Partecolarmente rilevante è il ruolo del marketing digitale nell'alimentare questo trend pericoloso. Le indagini evidenziano come le aziende avrebbero reclutato giovani micro-influencer per promuovere aggressivamente i loro prodotti, sfruttando la vulnerabilità psicologica e la suggestionabilità degli adolescenti e dei preadolescenti. Questo sistema di influenza digitale rappresenta una forma sofisticata di manipolazione commerciale, volta a generare desideri di acquisto irrazionali in una fascia demografica particolarmente esposta a pressioni estetiche.
Il fenomeno sotteso è quello della cosiddetta "cosmeticoressia", termine che descrive l'ossessione patologica per la skincare anche in età molto precoce. L'utilizzo indiscriminato e frequente di cosmetici non formulati per l'uso pediatrico può comportare conseguenze significative sulla salute dermatologica e generale dei minori. I prodotti specifici per bambini hanno una composizione chimica differente, proprio per proteggere la pelle ancora in sviluppo. L'impiego di sieri, detergenti esfolianti e trattamenti anti-invecchiamento espone i giovani utenti a rischi potenziali di irritazione, sensibilizzazione e danni biologici ancora non completamente quantificati.
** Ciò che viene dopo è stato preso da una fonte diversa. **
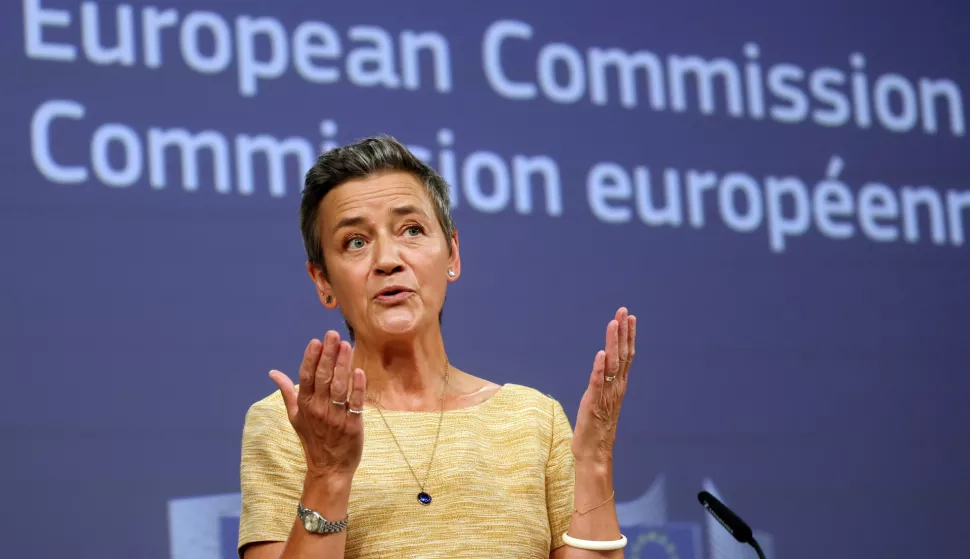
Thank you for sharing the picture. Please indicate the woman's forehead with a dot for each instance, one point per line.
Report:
(375, 197)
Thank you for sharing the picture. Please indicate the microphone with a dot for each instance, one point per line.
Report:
(730, 521)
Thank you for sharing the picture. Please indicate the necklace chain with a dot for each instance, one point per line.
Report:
(441, 416)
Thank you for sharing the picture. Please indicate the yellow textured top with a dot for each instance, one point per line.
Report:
(501, 480)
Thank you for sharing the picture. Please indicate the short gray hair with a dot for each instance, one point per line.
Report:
(362, 159)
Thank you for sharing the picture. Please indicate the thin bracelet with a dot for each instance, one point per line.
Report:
(597, 506)
(595, 545)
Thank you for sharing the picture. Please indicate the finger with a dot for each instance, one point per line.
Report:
(311, 356)
(340, 385)
(633, 337)
(288, 391)
(596, 377)
(612, 348)
(324, 371)
(356, 400)
(623, 337)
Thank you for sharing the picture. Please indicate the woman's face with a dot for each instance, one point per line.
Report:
(386, 255)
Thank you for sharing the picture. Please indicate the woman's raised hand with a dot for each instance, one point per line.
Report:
(599, 409)
(320, 410)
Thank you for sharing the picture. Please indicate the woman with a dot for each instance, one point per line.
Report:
(385, 449)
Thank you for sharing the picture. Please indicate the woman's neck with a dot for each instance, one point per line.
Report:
(403, 376)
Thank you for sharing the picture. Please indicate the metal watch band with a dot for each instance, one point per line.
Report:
(315, 523)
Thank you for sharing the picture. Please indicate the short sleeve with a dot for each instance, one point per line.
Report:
(560, 475)
(271, 473)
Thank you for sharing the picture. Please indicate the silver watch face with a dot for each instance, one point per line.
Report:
(312, 522)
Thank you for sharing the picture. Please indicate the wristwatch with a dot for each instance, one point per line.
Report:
(317, 524)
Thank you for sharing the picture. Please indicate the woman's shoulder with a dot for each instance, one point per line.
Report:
(520, 401)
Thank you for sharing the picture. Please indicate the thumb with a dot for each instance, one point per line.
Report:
(288, 390)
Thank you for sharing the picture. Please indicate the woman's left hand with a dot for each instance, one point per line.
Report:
(599, 410)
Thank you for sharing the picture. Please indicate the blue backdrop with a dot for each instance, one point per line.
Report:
(781, 194)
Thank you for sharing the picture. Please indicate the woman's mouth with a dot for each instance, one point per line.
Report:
(395, 294)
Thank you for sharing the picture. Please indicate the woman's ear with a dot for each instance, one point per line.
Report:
(454, 261)
(324, 289)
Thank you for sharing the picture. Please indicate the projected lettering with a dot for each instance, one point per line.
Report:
(261, 49)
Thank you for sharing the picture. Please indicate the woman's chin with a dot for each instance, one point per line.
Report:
(398, 326)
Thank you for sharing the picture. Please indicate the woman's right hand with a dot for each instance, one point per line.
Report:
(332, 437)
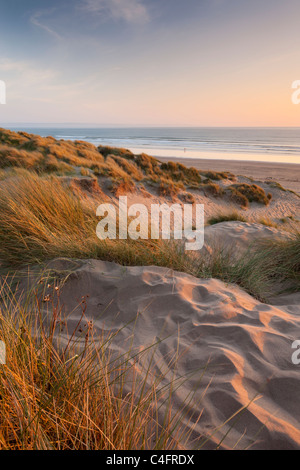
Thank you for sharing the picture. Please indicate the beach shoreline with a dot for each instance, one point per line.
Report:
(287, 174)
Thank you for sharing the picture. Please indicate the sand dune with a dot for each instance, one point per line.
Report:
(245, 344)
(239, 236)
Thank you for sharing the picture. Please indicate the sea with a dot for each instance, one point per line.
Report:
(232, 143)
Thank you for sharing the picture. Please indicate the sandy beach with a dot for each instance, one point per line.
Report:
(287, 174)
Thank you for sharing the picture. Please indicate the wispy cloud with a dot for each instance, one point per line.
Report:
(131, 11)
(35, 19)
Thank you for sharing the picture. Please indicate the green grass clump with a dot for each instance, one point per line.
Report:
(253, 193)
(75, 395)
(238, 198)
(168, 188)
(216, 175)
(181, 173)
(232, 216)
(212, 189)
(267, 222)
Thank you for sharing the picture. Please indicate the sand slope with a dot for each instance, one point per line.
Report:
(246, 344)
(240, 236)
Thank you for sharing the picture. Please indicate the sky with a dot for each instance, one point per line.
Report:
(150, 62)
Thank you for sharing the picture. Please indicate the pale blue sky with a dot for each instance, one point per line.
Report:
(150, 62)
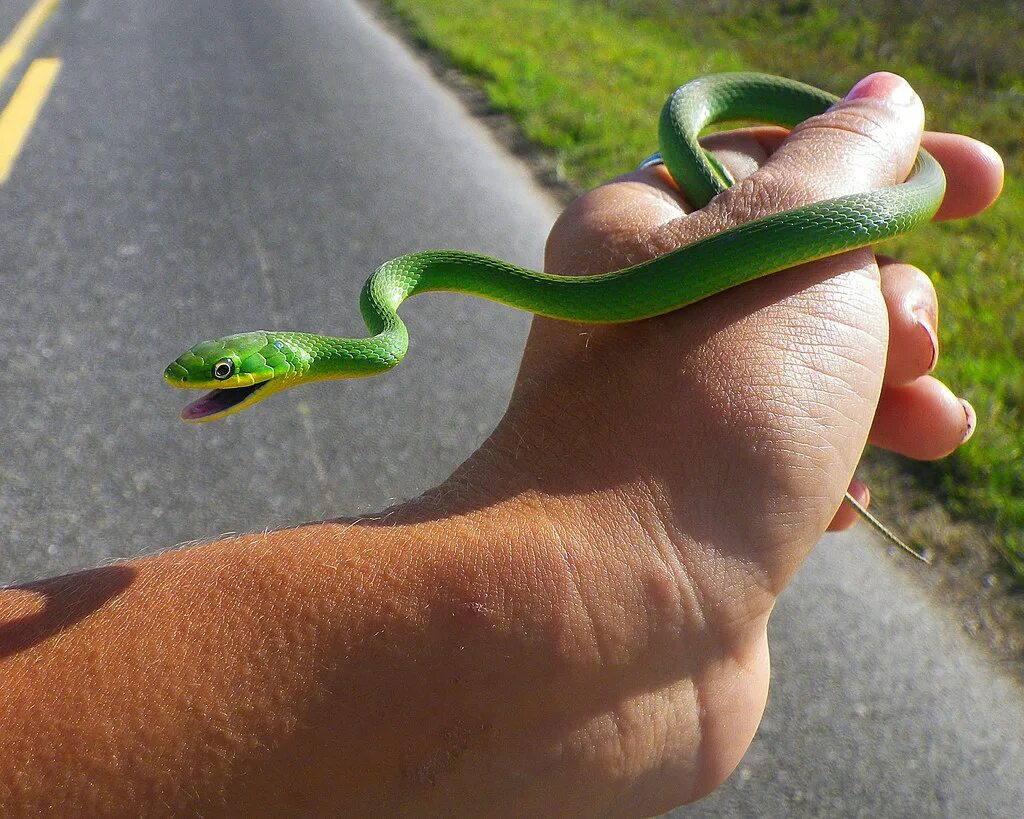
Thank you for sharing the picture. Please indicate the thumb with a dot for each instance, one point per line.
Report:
(866, 140)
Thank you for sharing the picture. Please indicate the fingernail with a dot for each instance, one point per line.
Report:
(925, 322)
(972, 420)
(883, 85)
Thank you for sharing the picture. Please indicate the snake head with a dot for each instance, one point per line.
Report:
(238, 371)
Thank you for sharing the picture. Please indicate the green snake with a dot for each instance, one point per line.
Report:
(247, 368)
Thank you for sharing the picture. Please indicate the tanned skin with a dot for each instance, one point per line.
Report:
(574, 622)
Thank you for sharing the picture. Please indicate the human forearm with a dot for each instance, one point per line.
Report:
(446, 661)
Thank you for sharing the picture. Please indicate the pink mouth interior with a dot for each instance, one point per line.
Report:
(217, 401)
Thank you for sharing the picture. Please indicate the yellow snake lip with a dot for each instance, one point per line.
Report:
(224, 401)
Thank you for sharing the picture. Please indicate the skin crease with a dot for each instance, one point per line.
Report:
(574, 622)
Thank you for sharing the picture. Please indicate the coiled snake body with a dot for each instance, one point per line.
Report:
(247, 368)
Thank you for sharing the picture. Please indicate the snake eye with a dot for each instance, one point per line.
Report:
(223, 369)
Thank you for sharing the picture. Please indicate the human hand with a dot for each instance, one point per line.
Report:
(695, 459)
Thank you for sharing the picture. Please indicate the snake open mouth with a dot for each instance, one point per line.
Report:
(217, 401)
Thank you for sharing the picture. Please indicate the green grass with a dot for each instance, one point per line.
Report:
(585, 80)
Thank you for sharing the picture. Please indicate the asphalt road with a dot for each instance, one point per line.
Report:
(208, 167)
L'indagine è stata condotta con il supporto operativo del nucleo speciale antitrust della Guardia di Finanza, che ha effettuato ispezioni presso le sedi dei gruppi indagati. L'Antitrust si propone di verificare la sussistenza di pratiche commerciali scorrette e di determinare se vi sia stato effettivamente inganno verso i consumatori minori e i loro genitori, valutando anche le potenziali conseguenze sulla salute di questa popolazione vulnerabile.